Whatever the applicable limits on classification, officials will continue to exceed them until the incentives change. In his conclusion, Connelly suggests that in the longer run, it might become necessary for agencies to treat the wrongful withholding of information as seriously as they treat unauthorized disclosures. I agree, except that I wouldn’t wait. Agencies should act now to implement systems for holding officials accountable for overclassification. Classifiers should be required to document their reasoning (the National Geospatial-Intelligence Agency already does this, according to a recent report of the government office that oversees classification policy). Agencies should then conduct periodic spot audits, reviewing classification decisions and the supporting documentation. Officials found to engage in intentional, negligent, or routine overclassification should be subject to mandatory penalties. On the flip side, officials should be granted “safe harbor” for good-faith decisions not to classify information. Agencies might also consider giving small cash awards to employees who bring successful challenges to classification decisions.+
Finally, the entire classification system rests on the premise that shielding information is an effective method of protecting national security. Given the practical difficulties with securing data in the digital era, it might be time to rethink this premise. Indeed, experts have already begun to question the utility of secrecy. In a 2005 memo, Defense Secretary Donald Rumsfeld concluded that “[t]he United States Government is incapable of keeping a secret. If one accepts that, and I do, that means that the U.S. Government will have to craft policies that reflect that reality.” In 2011, a distinguished group of national security officials and experts convened at a workshop to discuss how the United States might revamp its national security strategies for a world where data hacks and “insider threats” arguably make secrecy unsustainable, if not impossible. Reversing the secrecy-obsessed mindset that has permeated the national security state since its inception is easier said than done. But it might prove crucial to our security. We would never place our faith in, say, a missile defense system that performed as poorly as the secrecy system does today.

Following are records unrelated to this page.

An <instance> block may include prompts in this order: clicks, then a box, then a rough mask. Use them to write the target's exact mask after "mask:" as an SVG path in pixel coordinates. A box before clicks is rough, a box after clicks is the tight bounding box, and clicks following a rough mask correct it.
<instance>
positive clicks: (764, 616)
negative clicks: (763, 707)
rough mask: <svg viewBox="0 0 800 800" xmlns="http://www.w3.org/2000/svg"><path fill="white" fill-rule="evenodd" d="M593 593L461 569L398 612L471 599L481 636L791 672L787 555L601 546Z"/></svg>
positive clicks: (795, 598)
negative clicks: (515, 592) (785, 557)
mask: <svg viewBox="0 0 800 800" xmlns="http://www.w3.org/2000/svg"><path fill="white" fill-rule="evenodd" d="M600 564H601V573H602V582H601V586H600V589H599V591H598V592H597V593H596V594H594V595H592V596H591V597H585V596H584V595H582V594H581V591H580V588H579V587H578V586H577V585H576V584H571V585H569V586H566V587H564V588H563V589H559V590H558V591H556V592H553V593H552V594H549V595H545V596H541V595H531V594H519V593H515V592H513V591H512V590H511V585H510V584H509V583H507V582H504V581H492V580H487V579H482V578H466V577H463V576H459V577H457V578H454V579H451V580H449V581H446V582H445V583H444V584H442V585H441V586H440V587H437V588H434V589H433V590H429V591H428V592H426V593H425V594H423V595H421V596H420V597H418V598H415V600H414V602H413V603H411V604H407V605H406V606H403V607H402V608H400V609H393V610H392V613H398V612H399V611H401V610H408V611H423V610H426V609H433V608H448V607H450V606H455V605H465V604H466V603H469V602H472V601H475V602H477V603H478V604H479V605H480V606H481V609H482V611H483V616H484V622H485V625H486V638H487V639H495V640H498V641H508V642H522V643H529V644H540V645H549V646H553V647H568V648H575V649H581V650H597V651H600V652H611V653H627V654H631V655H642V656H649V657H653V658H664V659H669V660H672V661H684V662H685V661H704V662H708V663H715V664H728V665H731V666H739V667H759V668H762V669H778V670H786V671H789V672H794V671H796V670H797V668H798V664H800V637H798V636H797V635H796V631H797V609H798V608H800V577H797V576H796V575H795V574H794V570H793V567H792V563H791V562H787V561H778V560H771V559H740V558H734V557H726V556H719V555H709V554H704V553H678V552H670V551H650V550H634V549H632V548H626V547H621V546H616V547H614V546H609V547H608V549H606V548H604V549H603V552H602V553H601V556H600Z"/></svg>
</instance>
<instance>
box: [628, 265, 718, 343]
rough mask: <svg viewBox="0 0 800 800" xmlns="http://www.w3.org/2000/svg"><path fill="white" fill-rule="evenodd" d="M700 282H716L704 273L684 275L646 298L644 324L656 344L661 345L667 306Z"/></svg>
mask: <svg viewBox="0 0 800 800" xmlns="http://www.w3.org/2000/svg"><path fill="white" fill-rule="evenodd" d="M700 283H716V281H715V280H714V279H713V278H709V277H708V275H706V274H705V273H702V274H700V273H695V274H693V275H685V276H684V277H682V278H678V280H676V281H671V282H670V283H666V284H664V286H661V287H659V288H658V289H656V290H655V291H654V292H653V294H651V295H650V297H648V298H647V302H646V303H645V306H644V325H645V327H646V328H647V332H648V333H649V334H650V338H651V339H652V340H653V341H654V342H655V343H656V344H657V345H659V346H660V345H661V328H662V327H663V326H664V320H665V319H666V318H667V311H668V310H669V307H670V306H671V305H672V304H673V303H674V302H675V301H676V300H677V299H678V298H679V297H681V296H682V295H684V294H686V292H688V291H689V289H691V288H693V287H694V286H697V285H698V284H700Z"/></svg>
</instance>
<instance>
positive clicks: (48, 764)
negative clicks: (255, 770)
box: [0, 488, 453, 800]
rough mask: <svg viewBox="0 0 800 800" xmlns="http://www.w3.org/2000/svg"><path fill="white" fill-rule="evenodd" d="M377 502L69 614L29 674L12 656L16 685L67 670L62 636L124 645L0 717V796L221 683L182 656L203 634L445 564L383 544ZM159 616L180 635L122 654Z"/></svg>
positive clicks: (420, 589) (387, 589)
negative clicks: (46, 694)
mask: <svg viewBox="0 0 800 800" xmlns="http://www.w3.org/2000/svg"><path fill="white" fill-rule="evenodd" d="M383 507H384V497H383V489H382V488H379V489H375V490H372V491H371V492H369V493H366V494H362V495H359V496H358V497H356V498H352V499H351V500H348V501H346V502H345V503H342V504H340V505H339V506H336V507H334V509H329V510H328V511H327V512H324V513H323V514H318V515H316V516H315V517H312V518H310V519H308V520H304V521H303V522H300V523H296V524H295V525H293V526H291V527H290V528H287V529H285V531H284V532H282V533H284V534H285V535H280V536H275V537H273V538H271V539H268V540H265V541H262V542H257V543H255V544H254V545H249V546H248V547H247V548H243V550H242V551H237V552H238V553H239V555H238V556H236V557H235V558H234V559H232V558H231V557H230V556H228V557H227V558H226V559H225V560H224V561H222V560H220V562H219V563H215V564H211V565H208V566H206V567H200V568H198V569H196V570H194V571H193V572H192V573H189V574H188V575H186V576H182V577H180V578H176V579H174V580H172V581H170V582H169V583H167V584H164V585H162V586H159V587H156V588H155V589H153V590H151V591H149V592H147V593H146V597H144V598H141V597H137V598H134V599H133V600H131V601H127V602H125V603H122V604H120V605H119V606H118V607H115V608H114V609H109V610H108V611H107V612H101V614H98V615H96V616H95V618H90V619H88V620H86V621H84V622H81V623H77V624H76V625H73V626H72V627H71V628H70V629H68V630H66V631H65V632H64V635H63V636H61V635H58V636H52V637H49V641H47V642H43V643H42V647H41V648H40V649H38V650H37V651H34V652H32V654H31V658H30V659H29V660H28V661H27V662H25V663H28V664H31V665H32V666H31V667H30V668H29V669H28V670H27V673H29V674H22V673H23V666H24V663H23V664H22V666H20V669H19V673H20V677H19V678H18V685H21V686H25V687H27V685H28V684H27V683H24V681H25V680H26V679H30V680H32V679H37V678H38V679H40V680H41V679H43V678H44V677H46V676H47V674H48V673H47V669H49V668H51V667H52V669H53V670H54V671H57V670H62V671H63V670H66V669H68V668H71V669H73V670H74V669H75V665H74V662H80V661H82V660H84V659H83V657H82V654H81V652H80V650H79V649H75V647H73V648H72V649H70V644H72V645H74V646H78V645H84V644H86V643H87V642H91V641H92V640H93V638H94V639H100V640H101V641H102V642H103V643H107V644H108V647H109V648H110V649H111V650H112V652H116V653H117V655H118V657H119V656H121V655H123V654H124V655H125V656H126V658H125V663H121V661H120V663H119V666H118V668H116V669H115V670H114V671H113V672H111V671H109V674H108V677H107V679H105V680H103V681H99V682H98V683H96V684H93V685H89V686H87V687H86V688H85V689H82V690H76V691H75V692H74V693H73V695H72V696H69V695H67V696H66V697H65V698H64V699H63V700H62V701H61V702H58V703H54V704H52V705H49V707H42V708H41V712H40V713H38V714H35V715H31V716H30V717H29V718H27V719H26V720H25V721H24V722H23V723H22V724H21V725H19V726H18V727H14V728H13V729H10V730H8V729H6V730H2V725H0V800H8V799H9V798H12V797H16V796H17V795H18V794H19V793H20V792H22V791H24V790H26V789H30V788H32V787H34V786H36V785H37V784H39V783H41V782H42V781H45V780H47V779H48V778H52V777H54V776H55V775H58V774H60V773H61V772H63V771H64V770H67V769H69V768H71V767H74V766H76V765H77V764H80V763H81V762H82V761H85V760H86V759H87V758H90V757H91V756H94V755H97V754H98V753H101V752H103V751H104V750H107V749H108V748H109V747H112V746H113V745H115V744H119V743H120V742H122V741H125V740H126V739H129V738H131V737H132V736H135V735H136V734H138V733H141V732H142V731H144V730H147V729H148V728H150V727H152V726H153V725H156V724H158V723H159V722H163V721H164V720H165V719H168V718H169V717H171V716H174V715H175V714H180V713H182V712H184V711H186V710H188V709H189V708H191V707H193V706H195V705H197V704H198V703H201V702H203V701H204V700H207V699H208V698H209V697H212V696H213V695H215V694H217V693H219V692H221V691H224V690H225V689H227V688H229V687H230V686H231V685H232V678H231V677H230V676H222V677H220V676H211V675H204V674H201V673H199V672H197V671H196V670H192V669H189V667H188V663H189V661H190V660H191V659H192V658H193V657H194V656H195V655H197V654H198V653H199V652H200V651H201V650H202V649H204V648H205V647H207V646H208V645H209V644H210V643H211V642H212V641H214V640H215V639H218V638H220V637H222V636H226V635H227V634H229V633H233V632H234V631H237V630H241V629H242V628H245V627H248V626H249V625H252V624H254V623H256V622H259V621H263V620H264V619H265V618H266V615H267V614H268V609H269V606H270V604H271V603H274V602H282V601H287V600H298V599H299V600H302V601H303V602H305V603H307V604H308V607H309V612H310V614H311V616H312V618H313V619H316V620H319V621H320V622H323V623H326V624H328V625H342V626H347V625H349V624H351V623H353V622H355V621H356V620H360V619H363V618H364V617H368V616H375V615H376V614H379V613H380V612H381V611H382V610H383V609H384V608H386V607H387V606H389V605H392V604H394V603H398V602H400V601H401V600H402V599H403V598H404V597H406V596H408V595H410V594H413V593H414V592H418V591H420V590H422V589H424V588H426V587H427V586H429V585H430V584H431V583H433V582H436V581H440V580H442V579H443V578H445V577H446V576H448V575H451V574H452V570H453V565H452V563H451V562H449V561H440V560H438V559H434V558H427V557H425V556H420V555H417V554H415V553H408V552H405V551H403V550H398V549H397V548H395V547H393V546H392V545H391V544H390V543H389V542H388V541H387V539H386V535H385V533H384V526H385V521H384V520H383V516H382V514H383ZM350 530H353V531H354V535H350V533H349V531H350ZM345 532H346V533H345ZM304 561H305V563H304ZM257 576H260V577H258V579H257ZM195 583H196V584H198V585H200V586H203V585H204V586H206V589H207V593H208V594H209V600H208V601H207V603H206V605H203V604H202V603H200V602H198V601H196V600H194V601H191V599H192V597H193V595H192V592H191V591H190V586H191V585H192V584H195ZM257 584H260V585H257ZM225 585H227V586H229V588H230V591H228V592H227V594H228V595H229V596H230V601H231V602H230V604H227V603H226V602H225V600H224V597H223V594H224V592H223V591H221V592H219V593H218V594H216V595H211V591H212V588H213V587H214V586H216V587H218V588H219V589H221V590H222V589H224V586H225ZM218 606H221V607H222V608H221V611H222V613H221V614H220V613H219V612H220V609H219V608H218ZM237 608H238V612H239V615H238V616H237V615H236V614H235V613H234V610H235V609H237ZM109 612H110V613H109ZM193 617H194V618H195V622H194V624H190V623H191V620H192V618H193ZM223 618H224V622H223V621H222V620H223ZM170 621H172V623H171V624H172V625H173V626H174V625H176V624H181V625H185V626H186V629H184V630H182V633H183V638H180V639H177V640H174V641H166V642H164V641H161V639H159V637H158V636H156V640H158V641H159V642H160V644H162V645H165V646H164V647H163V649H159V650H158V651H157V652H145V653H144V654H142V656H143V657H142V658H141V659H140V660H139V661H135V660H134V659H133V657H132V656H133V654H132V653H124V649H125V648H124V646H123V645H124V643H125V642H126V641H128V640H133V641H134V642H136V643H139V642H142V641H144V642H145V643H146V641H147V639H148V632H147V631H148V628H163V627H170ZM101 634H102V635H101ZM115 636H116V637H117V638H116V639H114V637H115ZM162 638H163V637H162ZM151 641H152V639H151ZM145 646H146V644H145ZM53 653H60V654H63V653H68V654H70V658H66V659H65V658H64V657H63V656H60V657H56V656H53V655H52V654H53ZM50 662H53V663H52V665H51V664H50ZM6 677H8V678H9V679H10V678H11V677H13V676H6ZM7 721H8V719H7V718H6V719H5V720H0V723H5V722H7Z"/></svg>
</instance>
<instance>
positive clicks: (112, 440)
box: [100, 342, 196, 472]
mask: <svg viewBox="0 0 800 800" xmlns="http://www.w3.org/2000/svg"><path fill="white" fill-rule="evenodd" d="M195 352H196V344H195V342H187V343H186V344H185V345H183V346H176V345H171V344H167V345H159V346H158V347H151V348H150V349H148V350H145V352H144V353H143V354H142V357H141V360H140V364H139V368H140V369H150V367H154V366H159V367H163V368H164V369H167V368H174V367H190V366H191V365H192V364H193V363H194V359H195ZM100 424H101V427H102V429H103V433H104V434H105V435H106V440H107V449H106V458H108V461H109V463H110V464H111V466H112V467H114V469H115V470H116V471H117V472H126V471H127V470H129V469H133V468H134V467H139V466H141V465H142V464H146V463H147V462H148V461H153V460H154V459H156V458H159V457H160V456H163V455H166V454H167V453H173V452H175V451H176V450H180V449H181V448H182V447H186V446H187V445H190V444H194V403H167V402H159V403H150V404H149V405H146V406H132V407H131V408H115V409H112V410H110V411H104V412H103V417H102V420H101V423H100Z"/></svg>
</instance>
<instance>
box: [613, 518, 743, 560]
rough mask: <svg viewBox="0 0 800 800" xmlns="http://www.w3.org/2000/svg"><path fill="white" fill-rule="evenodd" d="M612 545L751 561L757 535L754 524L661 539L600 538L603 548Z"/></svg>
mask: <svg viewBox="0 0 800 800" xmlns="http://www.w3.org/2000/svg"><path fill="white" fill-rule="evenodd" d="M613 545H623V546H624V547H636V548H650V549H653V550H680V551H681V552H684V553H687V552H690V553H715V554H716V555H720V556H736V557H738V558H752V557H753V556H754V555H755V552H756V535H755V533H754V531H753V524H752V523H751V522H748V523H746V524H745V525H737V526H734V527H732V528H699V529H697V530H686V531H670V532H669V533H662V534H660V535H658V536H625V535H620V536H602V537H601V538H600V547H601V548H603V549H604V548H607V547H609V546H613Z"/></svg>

Of course, there is zero chance of the Trump administration taking up any of these proposals and little chance that a future one will pursue more than incremental change. Executive branch officials are far too committed to the secrecy system and unlikely to embrace limits on their own authority. Accordingly, my final recommendation picks up on a point that Connelly touches on in his conclusion: Congress must end its decades of abdication in this area. There are constitutional dimensions to the president’s power to classify information, but it does not follow that Congress is powerless. It has acted boldly in the past. FOIA, for instance, authorizes judges to overturn presidential classification decisions, although they almost never do so. Many of the reforms sketched above could be mandated or incentivized by Congress. The next Congress, or a future one, should flex its constitutional muscle and exert some control over the runaway classification regime. That would be a win for democracy, the rule of law, and — as Connelly has shown — history.